Ahora estaba todo mucho más claro. El núcleo brillante estaba palpitando y claros destellos de luz eran despedidos lentamente a lo largo de los radiantes filamentos. Mientras contemplaba, fascinado, Lindsey recordó repentinamente una ojeada que había echado en otro tiempo sobre una ameba en un microscopio. Al parecer, el subteniente había tenido el mismo pensamiento.
—¡Pa… parece vivo! —susurró incrédulamente.
—Sí —dijo Lindsey—. ¿Qué opina que puede ser?

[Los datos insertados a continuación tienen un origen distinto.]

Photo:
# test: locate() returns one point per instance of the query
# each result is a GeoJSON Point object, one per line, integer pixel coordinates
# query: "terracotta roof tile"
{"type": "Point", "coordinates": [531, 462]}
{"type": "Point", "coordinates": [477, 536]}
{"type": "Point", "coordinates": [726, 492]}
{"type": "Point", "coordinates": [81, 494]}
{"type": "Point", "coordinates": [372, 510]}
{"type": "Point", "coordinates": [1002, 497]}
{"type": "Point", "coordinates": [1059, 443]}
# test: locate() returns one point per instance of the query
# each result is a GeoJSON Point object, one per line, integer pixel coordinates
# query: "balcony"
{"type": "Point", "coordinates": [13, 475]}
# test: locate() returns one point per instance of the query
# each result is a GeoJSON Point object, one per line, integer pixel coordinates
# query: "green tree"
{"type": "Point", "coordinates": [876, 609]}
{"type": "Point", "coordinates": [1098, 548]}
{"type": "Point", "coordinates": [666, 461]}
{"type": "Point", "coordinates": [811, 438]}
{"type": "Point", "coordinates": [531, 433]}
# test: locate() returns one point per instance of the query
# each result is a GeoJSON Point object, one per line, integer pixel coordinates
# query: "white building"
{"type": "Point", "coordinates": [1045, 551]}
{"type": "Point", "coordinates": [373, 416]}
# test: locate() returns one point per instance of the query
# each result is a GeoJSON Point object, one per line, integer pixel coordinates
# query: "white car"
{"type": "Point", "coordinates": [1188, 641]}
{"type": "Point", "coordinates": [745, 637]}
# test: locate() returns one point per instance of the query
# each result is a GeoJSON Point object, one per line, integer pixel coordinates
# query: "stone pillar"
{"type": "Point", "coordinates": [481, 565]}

El otro dudó durante un rato.
—Recuerdo haber leído en cierta ocasión que Appleton o algún otro habían detectado fragmentos de ionización descendiendo en la atmósfera. Es lo único que eso puede ser.
—¡Pero su estructura! ¿Cómo explica eso?
El otro se encogió de hombros.
—No puedo —dijo.
Estaba verticalmente bajo ellos ahora, desapareciendo en la ciega área del centro de la pantalla. Mientras esperaban que emergiera de nuevo, volvieron a mirar al océano. Era siniestro: nada podía verse. Pero el radar no podía mentir. Algo debía haber allí.
Se desvanecía rápidamente cuando volvió a aparecer un minuto después, para extinguirse como si el pleno poder del radar hubiera destruido su cohesión. Pues los filamentos se estaban seccionando, e incluso mientras observaban el óvalo de diez millas comenzó a desintegrarse. Hubo algo espantoso en ver aquello, y por alguna incomprensible razón Lindsey experimentó un brote de piedad, como si fuera testigo de la muerte de alguna bestia gigantesca. Sacudió la cabeza irritado, pero no pudo apartar el pensamiento de su cabeza.
Veinte millas más allá, los últimos restos de ionización fueron dispersados por el viento. Pronto, tanto el ojo como el radar vieron igualmente las ininterrumpidas aguas del Atlántico batiendo sin fin hacia el este como si ninguna fuerza pudiera molestarlas.
Y a través de la pantalla del gran indicador, dos hombres se miraban sin palabras, cada cual temeroso de lo que pudiera haber en la mente del otro.